BookmarkSubscribeRSS Feed
🔒 This topic is solved and locked. Need further help from the community? Please sign in and ask a new question.
Hitesh
Fluorite | Level 6

I have 20 different values for the same person from different sources (Stored in 20 variables Age1, Age2, ... Age20) and need to select one final value of age. We decided to go with Maximum occurred value (Mode) of age. If the person has one mode then that's the value or if more than one then randomly pick one. To do this I need to calculate Mode across variables as we calculate Mean or Sum(Age1, Age2,...Age20) using SAS Function.

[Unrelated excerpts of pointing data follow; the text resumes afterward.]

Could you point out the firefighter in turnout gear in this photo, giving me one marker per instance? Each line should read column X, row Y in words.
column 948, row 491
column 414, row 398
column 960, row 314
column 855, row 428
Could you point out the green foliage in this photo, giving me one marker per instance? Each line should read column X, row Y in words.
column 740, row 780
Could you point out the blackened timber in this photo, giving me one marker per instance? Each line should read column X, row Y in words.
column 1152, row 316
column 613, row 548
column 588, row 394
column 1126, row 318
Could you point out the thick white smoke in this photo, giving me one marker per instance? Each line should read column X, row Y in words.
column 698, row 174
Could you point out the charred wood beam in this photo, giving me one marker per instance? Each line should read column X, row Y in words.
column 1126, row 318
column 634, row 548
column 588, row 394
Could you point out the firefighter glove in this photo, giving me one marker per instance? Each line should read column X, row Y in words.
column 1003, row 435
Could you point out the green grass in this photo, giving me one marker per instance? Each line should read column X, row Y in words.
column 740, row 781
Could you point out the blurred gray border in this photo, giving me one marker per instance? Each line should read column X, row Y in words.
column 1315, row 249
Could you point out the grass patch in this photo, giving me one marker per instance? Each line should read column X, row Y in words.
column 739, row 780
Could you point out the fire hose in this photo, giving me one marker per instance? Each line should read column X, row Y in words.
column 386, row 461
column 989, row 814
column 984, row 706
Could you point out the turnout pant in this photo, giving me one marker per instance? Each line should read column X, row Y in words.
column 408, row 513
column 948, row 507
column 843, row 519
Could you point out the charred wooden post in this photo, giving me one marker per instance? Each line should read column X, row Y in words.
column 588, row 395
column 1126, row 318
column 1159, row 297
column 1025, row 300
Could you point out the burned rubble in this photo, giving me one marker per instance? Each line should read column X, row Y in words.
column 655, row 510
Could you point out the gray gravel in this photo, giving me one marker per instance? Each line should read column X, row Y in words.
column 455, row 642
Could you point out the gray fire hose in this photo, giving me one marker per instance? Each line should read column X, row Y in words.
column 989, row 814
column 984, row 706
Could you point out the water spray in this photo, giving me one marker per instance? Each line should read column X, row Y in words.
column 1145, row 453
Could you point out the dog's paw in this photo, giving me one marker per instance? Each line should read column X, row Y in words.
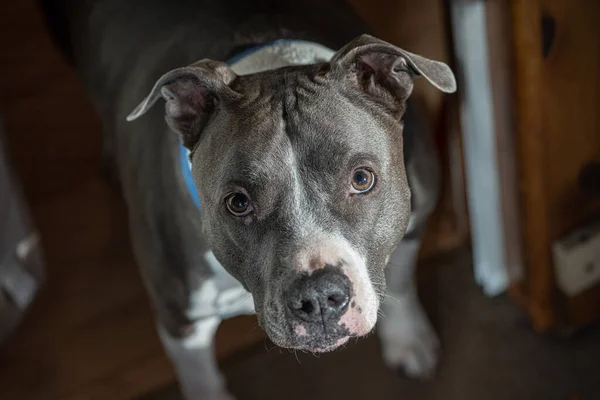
column 409, row 343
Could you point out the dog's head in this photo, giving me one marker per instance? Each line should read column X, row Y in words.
column 301, row 177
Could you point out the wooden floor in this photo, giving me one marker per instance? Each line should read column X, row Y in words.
column 90, row 334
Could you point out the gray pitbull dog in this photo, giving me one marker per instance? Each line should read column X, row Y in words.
column 299, row 158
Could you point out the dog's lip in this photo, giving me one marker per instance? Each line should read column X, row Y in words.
column 332, row 347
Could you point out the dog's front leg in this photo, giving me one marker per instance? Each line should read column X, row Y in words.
column 407, row 338
column 193, row 358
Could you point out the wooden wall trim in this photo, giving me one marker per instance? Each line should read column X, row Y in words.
column 538, row 289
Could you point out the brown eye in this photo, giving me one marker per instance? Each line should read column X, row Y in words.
column 362, row 181
column 238, row 204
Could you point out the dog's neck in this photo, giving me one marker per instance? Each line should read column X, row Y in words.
column 265, row 57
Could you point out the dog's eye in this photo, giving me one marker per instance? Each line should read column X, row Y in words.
column 238, row 204
column 362, row 181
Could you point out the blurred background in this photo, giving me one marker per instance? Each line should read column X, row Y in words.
column 510, row 269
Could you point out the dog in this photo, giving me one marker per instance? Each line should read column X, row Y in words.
column 278, row 178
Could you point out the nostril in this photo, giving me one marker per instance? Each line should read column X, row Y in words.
column 307, row 307
column 322, row 296
column 337, row 300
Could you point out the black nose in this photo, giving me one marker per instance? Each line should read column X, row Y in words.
column 322, row 296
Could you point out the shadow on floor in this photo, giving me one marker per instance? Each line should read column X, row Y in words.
column 489, row 353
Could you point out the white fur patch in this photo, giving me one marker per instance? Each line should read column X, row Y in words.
column 360, row 318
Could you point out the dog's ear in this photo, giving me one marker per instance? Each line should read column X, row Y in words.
column 191, row 95
column 385, row 71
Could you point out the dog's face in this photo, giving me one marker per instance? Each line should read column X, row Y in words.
column 301, row 178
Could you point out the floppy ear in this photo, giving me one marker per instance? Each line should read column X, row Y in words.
column 191, row 95
column 385, row 71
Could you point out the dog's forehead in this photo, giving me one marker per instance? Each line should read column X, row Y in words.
column 293, row 118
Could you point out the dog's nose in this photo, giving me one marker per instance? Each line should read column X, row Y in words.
column 322, row 296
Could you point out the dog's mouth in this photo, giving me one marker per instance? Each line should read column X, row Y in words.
column 325, row 349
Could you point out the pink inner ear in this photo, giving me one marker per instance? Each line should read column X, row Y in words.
column 186, row 99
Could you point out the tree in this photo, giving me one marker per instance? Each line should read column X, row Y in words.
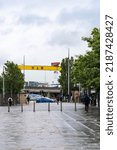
column 14, row 79
column 63, row 78
column 86, row 68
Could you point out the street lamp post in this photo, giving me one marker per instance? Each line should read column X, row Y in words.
column 3, row 85
column 68, row 76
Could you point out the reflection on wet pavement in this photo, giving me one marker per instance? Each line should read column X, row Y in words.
column 54, row 130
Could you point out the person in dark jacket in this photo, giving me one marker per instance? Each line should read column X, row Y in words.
column 87, row 102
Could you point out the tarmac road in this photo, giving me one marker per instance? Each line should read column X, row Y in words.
column 49, row 130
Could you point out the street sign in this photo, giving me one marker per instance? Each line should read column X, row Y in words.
column 50, row 68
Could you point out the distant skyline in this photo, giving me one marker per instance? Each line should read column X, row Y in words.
column 43, row 30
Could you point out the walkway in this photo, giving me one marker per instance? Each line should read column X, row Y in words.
column 54, row 130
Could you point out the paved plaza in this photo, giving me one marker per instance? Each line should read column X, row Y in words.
column 49, row 130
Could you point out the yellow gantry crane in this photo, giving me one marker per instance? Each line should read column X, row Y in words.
column 34, row 67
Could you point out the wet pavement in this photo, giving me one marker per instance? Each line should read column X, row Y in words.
column 49, row 130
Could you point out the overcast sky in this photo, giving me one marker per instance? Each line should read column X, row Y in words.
column 43, row 30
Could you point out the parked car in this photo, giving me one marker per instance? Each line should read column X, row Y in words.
column 33, row 97
column 44, row 100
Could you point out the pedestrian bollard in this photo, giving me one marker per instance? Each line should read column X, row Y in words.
column 21, row 107
column 48, row 106
column 61, row 106
column 75, row 105
column 8, row 107
column 33, row 106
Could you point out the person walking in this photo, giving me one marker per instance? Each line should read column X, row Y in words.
column 28, row 98
column 87, row 102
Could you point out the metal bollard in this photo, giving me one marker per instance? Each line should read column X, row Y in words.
column 8, row 107
column 21, row 107
column 48, row 106
column 33, row 106
column 61, row 106
column 75, row 105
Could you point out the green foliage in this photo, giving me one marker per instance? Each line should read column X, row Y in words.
column 63, row 79
column 86, row 68
column 14, row 79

I couldn't find similar function for calculating MODE. I can transpose and calculate modes for each sub-group but the problem is dataset is very large (4-million records and 20 variables) and I need their mode recombined to their IDs. So better way is if I can find MODEs. across the variables Is there any way to calculate this?

1 ACCEPTED SOLUTION

Accepted Solutions
Ksharp
Super User

OH, Very sorry about that. I just found a fatal error which could generate your kind error. I should wirte     if _n_ eq 1    NOT   if _n_  , otherwise SAS will create a Hash Object for every Obs . Sorry about that again.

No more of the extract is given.